L’hypothèse était audacieuse, mais elle tenait. Maugham sentit les pièces du puzzle s’assembler.
— Il est venu réclamer son héritage.
— Ou sa vengeance. Gerald haussa les épaules. Ou les deux.
Maugham resta silencieux, pensif. Si Verne était bien le fils du vrai Geoffrey Halsworth, alors l’histoire prenait une dimension nouvelle. Ce n’était plus seulement l’histoire d’un imposteur démasqué. C’était l’histoire d’un fils venu venger son père, d’un fantôme du passé revenant hanter le présent.

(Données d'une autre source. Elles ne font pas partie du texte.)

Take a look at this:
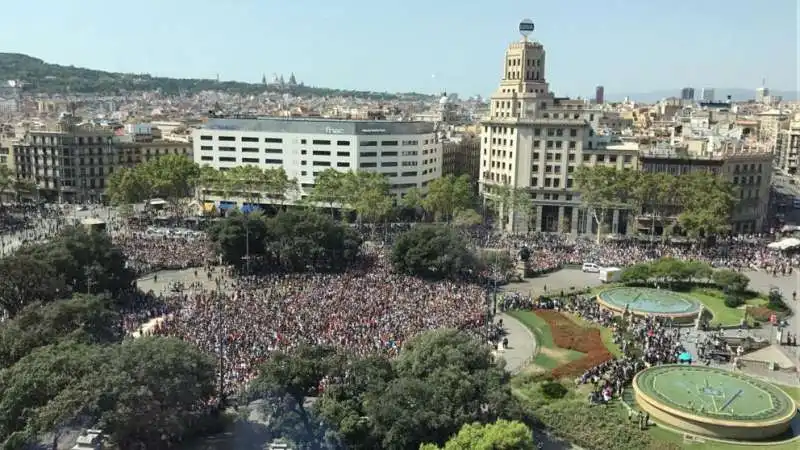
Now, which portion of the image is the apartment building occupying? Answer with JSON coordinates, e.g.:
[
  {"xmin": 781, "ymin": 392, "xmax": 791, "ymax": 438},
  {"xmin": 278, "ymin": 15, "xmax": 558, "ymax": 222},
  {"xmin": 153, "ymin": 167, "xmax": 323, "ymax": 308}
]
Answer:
[
  {"xmin": 775, "ymin": 121, "xmax": 800, "ymax": 175},
  {"xmin": 637, "ymin": 140, "xmax": 772, "ymax": 234},
  {"xmin": 11, "ymin": 116, "xmax": 115, "ymax": 203},
  {"xmin": 479, "ymin": 27, "xmax": 638, "ymax": 233},
  {"xmin": 192, "ymin": 117, "xmax": 442, "ymax": 206},
  {"xmin": 442, "ymin": 135, "xmax": 481, "ymax": 182},
  {"xmin": 114, "ymin": 124, "xmax": 193, "ymax": 171}
]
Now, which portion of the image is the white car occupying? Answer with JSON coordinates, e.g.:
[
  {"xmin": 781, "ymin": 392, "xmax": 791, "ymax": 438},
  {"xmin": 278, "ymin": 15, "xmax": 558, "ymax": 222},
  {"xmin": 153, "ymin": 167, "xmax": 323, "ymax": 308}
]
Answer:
[{"xmin": 581, "ymin": 263, "xmax": 600, "ymax": 273}]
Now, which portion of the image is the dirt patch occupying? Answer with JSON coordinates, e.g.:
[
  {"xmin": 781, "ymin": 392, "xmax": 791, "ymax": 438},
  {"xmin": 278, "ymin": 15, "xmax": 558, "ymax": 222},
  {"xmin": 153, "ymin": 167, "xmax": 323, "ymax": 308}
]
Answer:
[{"xmin": 535, "ymin": 309, "xmax": 613, "ymax": 378}]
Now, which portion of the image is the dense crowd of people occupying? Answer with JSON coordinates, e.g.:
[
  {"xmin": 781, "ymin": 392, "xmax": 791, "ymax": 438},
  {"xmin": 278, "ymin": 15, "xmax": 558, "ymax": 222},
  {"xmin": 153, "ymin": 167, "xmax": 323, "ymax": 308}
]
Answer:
[
  {"xmin": 0, "ymin": 202, "xmax": 800, "ymax": 403},
  {"xmin": 113, "ymin": 231, "xmax": 215, "ymax": 274},
  {"xmin": 153, "ymin": 258, "xmax": 486, "ymax": 396},
  {"xmin": 502, "ymin": 293, "xmax": 685, "ymax": 403},
  {"xmin": 487, "ymin": 233, "xmax": 800, "ymax": 275}
]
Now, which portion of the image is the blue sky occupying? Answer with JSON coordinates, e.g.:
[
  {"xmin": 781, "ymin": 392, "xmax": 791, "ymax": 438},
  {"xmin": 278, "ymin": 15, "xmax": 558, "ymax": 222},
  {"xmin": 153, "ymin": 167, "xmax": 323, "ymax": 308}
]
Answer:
[{"xmin": 0, "ymin": 0, "xmax": 800, "ymax": 96}]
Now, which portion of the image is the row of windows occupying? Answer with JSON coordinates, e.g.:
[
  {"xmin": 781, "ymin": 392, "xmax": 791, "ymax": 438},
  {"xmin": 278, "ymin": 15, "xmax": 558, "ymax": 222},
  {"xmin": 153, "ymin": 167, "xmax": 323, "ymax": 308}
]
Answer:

Et la lettre que Halsworth avait reçue ce matin — c’était Verne, sans doute. Révélant ce qu’il savait. Exigeant quelque chose — de l’argent, des aveux, ou simplement la satisfaction de voir l’imposteur trembler.
— Demain, dit Maugham, tout va basculer.
Gerald hocha la tête.
— Tu crois qu’il va se passer quoi ?
— Je ne sais pas. Maugham regarda la nuit par la fenêtre. Mais je sais que Halsworth ne peut pas vivre avec cette lettre. Elle le condamne. Quoi qu’il fasse maintenant, il est perdu.
Il se tut. Quelque part dans l’hôtel, un homme ne dormait pas. Un homme qui avait volé une vie, qui avait réussi pendant trente ans à faire croire qu’il était quelqu’un d’autre, et qui voyait maintenant son mensonge s’effondrer.
Maugham se demanda ce que cela faisait. Être démasqué après si longtemps. Voir la porte de la prison — ou de la potence — s’ouvrir devant soi.
Et surtout, il se demanda ce que Halsworth allait faire.